Cory (Ajax Dontavius), Troy’s son with Rose, is an intense young high school senior and gifted athlete who is aiming for a chance to win a college football scholarship at a time when color barriers were beginning to come down. But his father — more envious and bitter than concerned — undermines this opportunity, and Cory, furious and defeated, joins the Marines.
And that is not all. A haunting presence throughout the play is Troy’s older brother, Gabriel (Manny Buckley), who was seriously brain-damaged as a soldier in World War II, and whose reparations from the government paid for the Maxsons’ house in which he had a room for many years. And then there is Troy’s good friend, Jim Bono (Martel Manning), who supports Troy’s attempts to get promoted from his job as a dumpster lifter to the less physically taxing work of truck driver, which he believes is a position mostly saved for white workers.
Last but by no means least is the arrival of Raynell (Riley Wells), the tiny girl born to Troy’s self-professed mistress who dies in childbirth. Rose will take over as Raynell’s mother, but in a fiery pronouncement she also informs Troy that from now on he will be “a womanless man.”
Cole could not have cast this production more ideally, and there are riveting performances by each and every member of its seven-person cast.
As Troy, the bitter, angry man who is both a victim of racism and of his own self-pity Bolden ideally captures both the inner and outer rage that manifests itself in many ways and results in self-destruction. As Rose, a woman of immense strength and heart, Davis all but stops the show with her bravura performance of a searing monologue that clearly suggests this woman has finally liberated herself, as painful as that might be.
And Dontavius ideally suggests a young man who is both starved for his father’s admiration and support, yet fierce enough to confront him and move on to succeed where his father failed. The actor is as powerful in his tense silences as he is in his moments of fierce physical rebellion (with a fight scene expertly “choreographed” by Charlie Baker).

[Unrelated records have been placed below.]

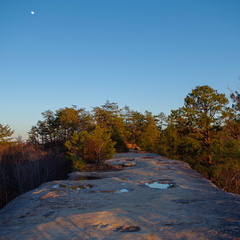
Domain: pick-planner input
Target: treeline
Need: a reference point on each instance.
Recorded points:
(205, 132)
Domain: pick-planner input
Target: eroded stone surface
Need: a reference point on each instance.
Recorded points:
(193, 209)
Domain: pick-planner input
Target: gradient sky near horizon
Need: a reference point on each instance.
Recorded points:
(147, 54)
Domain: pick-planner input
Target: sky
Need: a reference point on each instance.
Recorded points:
(146, 54)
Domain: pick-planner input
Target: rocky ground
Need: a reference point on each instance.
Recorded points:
(151, 198)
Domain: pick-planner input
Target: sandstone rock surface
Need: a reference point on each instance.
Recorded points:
(157, 198)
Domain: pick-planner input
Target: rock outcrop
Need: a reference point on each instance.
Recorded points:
(155, 198)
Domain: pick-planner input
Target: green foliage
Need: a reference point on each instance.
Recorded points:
(5, 134)
(93, 147)
(205, 132)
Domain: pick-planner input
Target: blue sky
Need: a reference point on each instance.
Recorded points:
(145, 54)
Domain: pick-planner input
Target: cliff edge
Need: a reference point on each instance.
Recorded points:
(151, 198)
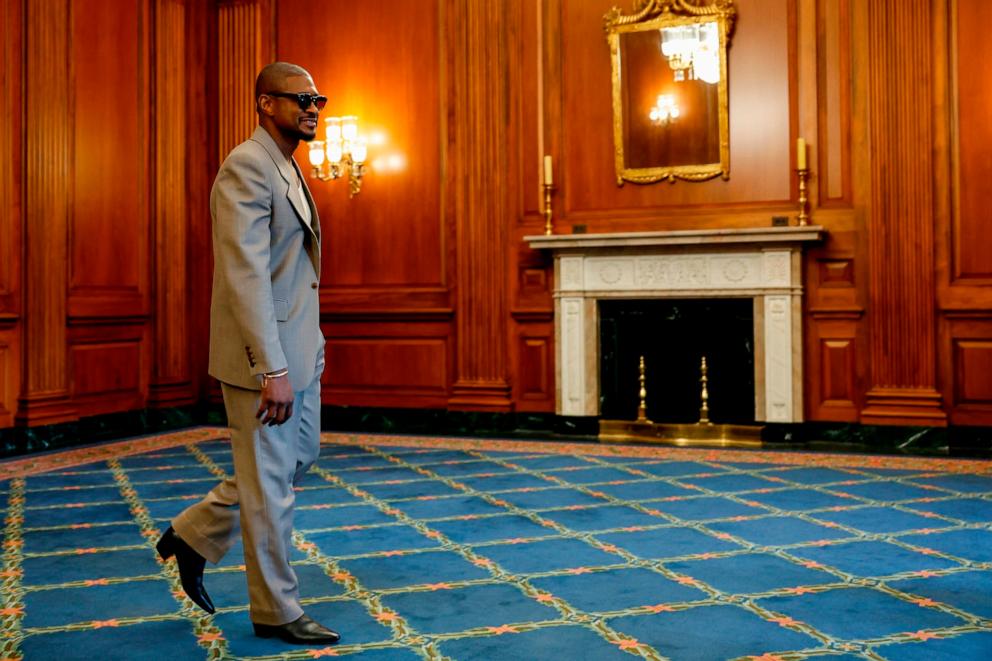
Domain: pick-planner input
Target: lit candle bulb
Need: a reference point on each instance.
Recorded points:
(316, 153)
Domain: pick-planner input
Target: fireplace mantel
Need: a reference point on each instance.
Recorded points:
(763, 263)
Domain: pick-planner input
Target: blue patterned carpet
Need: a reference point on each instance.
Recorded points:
(482, 550)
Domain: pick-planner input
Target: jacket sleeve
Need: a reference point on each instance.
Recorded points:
(241, 202)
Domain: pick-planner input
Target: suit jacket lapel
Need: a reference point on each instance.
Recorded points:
(289, 175)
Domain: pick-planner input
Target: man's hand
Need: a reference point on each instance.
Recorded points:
(276, 402)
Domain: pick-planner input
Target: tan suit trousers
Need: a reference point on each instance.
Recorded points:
(268, 462)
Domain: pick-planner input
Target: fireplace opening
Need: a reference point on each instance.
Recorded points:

Buckley’s portrayal of Troy’s brain-damaged brother is uncanny in the way it captures both the tragic and deeply spiritual aspects of the man, and also suggests what remains of a still sentient being. As Jim Bono, Manning ideally suggests the nature of an enduring male friendship. And as Raynell, the petite and spirited Wells brings a sense of hope and delight.
Of course the deeply rooted genius at the core of everything here is Wilson — a playwright whose understanding of human nature, and of the way language can be at once real and poetic was close to magical. “Fences” won both the 1987 Pulitzer Prize for Drama and the Tony Award for Best Play. But there could be no greater testament to the play’s greatness than this magnificent production.